Pseudacris crucifer is native to eastern North American. It is found from southeast Manitoba east to the Atlantic Ocean, and south to eastern Texas and mainland Florida (but not on the Florida Peninsula). It is reported to have been introduced to Cuba as well.This frog is found in marshy woods and non-wooded lowlands near ponds and swamps. Although it is a good climber, spring peepers seem to prefer to be on the ground or hiding in leaf litter. Spring peepers breed in freshwater ponds or pools, and prefer to use ponds where there are no fish. They often use temporary ponds that dry up after the larvae (tadpoles) have transformed into adult frogs and left the water.
The average spring peeper varies in size from 20 - 25 mm at maturity. This frog is usually some shade of brown, gray, or olive, and occasionally may be yellow or reddish. Its belly is cream or white, and it is marked by a dark cross on its back and dark bands on its legs. Pseudacris crucifer has moderately webbed feet and noticeable disks on its fingers and toes. 
Eggs are generally laid in temporary ponds. Embryos and larvae may die when the pH of the habitat ranges from 4.2 to 4.5. The larval stage can last from 45 to 90 days, and is partially dependent on the availability of water in vernal pools. Males begin mating rituals shortly after the end of hibernation. The males will gather at small pools by the hundreds. Each male establishes a small territory and begins calling quite frequently. This call is described as a shrill "peep peep peep." The louder and faster he peeps, the better his chances of attracting a receptive female. Males usually compete in trios, and the male with the lowest-pitched call usually starts the vocal competition.

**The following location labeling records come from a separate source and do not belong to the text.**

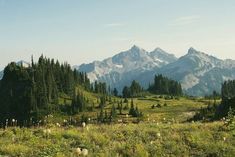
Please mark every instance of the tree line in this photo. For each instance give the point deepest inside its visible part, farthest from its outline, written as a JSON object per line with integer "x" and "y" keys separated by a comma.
{"x": 29, "y": 93}
{"x": 164, "y": 85}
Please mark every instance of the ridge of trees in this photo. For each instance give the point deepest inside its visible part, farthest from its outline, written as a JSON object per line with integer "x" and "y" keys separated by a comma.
{"x": 30, "y": 93}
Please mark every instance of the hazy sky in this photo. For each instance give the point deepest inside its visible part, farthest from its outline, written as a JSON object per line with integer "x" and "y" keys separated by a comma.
{"x": 80, "y": 31}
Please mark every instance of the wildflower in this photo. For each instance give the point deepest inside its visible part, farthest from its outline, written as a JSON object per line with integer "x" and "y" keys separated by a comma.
{"x": 78, "y": 151}
{"x": 83, "y": 124}
{"x": 224, "y": 138}
{"x": 84, "y": 152}
{"x": 159, "y": 134}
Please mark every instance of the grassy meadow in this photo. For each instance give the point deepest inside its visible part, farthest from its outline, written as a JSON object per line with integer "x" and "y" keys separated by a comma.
{"x": 163, "y": 131}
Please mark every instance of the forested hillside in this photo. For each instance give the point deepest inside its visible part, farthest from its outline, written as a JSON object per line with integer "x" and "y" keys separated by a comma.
{"x": 29, "y": 93}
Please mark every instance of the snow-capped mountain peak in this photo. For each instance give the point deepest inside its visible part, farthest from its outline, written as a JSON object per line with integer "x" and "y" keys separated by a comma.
{"x": 113, "y": 69}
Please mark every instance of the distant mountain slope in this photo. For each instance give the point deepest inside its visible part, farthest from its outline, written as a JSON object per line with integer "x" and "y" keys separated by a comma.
{"x": 198, "y": 72}
{"x": 125, "y": 66}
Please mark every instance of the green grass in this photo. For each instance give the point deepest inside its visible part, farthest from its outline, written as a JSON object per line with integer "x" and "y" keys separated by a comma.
{"x": 144, "y": 139}
{"x": 163, "y": 132}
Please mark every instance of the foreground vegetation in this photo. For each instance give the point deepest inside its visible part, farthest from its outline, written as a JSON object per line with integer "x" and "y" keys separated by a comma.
{"x": 162, "y": 131}
{"x": 48, "y": 109}
{"x": 143, "y": 139}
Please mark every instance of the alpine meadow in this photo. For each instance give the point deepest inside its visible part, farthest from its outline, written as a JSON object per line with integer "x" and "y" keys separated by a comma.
{"x": 73, "y": 81}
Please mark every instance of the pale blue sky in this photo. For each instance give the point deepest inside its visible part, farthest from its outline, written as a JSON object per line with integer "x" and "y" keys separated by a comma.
{"x": 80, "y": 31}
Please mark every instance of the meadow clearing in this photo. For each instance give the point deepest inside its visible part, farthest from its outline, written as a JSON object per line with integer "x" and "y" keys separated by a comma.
{"x": 163, "y": 131}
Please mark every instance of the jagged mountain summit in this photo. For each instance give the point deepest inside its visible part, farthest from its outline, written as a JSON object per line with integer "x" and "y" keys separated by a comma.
{"x": 122, "y": 68}
{"x": 198, "y": 72}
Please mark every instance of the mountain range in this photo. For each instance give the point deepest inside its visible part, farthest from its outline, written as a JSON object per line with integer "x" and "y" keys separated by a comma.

The spring peeper is usually about three years old before it reaches the breeding stage. The species is one of the first anurans to begin breeding after winter hibernation. The breeding period lasts from March - June, when 800 - 1000 eggs per female are laid in shallow ponds. The eggs hatch within 6 to 12 days, and tadpoles transform to adults during July (range 45 - 90 days).

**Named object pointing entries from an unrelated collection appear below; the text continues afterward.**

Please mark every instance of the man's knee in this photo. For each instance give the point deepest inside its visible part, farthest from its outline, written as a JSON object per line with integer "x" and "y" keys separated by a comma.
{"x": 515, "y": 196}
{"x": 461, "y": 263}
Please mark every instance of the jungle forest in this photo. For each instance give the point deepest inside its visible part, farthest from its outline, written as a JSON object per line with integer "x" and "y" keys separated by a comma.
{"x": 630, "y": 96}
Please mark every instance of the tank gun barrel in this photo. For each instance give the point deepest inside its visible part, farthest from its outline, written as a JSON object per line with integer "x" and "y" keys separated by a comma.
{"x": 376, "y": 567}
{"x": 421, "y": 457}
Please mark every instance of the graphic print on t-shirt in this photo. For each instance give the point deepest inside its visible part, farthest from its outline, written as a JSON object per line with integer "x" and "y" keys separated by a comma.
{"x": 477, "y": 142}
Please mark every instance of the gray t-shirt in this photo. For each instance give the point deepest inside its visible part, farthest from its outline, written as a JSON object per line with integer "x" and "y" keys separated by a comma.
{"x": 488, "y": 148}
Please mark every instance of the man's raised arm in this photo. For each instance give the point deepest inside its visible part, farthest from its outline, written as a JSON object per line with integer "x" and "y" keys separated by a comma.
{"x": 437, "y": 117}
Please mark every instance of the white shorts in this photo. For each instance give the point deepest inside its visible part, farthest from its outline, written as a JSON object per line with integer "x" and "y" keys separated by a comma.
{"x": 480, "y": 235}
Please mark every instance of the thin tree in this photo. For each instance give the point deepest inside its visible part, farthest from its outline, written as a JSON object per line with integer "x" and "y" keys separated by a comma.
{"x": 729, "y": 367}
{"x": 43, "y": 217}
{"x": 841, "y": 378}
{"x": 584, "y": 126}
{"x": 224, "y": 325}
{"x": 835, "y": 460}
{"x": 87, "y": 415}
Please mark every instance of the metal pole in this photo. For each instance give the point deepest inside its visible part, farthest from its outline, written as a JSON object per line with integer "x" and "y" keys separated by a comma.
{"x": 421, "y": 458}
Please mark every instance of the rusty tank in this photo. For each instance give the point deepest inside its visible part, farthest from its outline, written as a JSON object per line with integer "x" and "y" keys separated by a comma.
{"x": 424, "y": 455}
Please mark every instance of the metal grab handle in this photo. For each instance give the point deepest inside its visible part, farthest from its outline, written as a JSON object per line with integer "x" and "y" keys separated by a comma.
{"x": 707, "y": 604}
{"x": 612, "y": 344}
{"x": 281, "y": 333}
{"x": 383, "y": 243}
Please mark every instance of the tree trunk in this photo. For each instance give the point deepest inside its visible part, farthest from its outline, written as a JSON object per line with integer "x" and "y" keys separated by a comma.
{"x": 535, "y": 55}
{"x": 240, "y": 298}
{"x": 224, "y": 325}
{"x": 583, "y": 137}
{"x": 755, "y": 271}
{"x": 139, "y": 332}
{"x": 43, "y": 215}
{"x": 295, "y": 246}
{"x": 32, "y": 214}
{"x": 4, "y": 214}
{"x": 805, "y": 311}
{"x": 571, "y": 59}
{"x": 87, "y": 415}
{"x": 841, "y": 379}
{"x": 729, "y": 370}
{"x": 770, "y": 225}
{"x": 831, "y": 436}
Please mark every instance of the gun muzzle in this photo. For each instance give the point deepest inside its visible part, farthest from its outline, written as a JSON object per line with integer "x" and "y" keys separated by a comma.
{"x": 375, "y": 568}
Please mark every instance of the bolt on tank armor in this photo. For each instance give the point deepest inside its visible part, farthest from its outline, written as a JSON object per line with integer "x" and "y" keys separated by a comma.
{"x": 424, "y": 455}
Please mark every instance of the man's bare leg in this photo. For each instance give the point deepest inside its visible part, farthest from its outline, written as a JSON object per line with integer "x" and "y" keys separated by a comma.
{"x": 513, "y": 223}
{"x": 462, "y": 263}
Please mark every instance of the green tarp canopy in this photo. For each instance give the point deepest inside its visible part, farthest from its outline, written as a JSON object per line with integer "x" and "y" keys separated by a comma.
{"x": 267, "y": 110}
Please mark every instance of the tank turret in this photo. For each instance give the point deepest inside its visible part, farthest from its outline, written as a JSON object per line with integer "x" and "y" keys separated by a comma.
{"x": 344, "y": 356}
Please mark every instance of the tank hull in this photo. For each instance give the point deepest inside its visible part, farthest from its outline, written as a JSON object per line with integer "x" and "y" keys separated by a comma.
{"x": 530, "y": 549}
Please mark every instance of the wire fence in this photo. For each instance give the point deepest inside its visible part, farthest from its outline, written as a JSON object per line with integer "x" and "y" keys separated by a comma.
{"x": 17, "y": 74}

Female spring peepers typically choose mates in a size-selective fashion -- larger males are preferred and are more successful breeders.
The longest known lifespan in wild is unknown. In captivity, peepers will live to 3 - 4 years.

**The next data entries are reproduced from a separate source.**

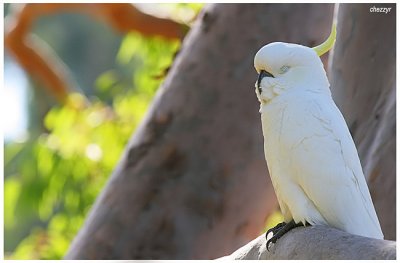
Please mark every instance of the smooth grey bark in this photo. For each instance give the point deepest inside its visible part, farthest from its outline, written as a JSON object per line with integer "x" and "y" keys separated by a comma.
{"x": 363, "y": 84}
{"x": 317, "y": 242}
{"x": 193, "y": 182}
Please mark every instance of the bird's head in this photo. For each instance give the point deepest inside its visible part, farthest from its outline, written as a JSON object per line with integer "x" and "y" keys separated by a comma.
{"x": 285, "y": 66}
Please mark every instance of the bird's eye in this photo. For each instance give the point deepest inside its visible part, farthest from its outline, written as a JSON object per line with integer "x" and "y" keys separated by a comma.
{"x": 283, "y": 69}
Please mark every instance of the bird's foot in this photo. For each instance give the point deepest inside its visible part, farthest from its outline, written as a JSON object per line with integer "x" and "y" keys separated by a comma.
{"x": 274, "y": 229}
{"x": 279, "y": 230}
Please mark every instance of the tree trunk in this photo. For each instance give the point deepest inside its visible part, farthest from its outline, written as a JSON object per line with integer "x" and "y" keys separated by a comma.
{"x": 193, "y": 181}
{"x": 363, "y": 83}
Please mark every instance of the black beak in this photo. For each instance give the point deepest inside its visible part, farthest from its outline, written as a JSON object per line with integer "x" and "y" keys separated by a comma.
{"x": 262, "y": 74}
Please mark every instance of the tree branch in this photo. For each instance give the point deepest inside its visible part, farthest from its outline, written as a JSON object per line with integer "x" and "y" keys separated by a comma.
{"x": 317, "y": 242}
{"x": 44, "y": 65}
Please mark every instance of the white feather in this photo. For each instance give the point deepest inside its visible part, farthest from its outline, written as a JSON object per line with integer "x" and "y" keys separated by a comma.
{"x": 311, "y": 156}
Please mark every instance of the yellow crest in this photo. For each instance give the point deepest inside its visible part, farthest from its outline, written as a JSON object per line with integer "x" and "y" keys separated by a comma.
{"x": 328, "y": 44}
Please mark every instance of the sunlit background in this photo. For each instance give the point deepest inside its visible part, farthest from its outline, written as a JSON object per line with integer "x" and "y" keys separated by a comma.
{"x": 59, "y": 155}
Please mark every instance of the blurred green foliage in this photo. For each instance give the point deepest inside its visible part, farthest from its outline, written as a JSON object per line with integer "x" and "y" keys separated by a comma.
{"x": 51, "y": 182}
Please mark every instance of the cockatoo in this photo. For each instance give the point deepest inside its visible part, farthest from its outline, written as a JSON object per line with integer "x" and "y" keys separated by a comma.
{"x": 312, "y": 160}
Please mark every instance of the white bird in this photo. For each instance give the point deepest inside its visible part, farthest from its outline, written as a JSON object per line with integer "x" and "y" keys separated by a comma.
{"x": 311, "y": 156}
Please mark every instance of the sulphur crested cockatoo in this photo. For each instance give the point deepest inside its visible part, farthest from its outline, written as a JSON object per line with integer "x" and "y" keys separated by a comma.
{"x": 311, "y": 156}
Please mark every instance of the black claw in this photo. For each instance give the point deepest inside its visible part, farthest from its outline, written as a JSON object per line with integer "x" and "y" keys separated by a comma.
{"x": 281, "y": 229}
{"x": 274, "y": 229}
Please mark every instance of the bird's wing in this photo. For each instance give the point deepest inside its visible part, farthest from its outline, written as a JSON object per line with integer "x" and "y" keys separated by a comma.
{"x": 329, "y": 171}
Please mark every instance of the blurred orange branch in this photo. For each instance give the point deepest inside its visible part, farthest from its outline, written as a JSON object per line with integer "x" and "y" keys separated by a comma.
{"x": 37, "y": 59}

Spring peepers are known for their high piping whistle consisting of a single clear note repeated on intervals. The males sing, normally doing so in trios, the one who starts each round is usually the deepest voiced. During the daytime, peepers often call during light rains or in cloudy weather. They are usually silent at the end of summer, but call from forests during the fall.
This species hibernates under logs and in treeholes.


----------



## HABU

*Herps of shawnee forest, American Toad*

http://www.naturesound.com/frogs/audio/amtoad.ram
American toads, Bufo americanus, are only native to the Nearctic region. They are found throughout large portions of North America, from northern Chihuahua in Mexico, northward to James Bay in Canada and eastward from the Imperial Valley of California and the Columbia River Valley in Washington and Oregon to the Atlantic coast from Florida to southern Quebec. They are generally not present in the most southern states or, if they are, only in the northern part. These toads have an immense ability to adapt to their surroundings as long as there is a source of semi-permanent water for them to use in the breeding season. This quality has allowed them to successfully colonize suburban and agricultural areas.
American toads require a semi-permanent freshwater pond or pool for their early development. They also require dense patches of vegetation, for cover and hunting grounds. Given these two things and a supply of insects for food, American toads can live almost everywhere, ranging from forests to backyards. They are common in gardens and agricultural fields. During daylight hours they seek cover beneath porches, under boardwalks, flat stones, boards, logs, wood piles, or other cover. When cold weather comes, these toads dig backwards into their summer homes or may choose another site in which to hibernate.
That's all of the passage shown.